Action of wind and water during subsequent centuries filled the cavity with silt so that today its concave surface is only five to six feet below the level of the surrounding plain. It retains its original broad diameter, surrounded by a low, rock-buttressed rim created when limestone formations were shattered and forced to the surface by the burrowing mass.
Fragments of the meteorite collected around the crater indicate that it was 90 per cent iron, with small amounts of cobalt, copper, carbon, phosphorus, sulfur and chromium. Although the mass has never been found, it is believed to lie embedded 170 feet below the surface.
In addition to the principal crater, scientific investigation has revealed the presence of smaller adjoining depressions, formed by less massive bodies that fell in the same meteor shower which sent the large mass to earth.

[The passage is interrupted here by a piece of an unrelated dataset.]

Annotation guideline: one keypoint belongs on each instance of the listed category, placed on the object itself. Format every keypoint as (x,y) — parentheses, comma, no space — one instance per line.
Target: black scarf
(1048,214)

Although not now discernible, they were from 15 to 50 feet wide and from seven to 17 feet deep. Neither penetrated deeply enough to encounter solid rock but was formed primarily in clay-like deposits.
Meteors are believed to have been formed by the breaking-up of a planet similar in size and composition to the earth. The body is thought to have been part of the solar system... perhaps the mythical planet between Mars and Jupiter whose disruption must have created the asteroids.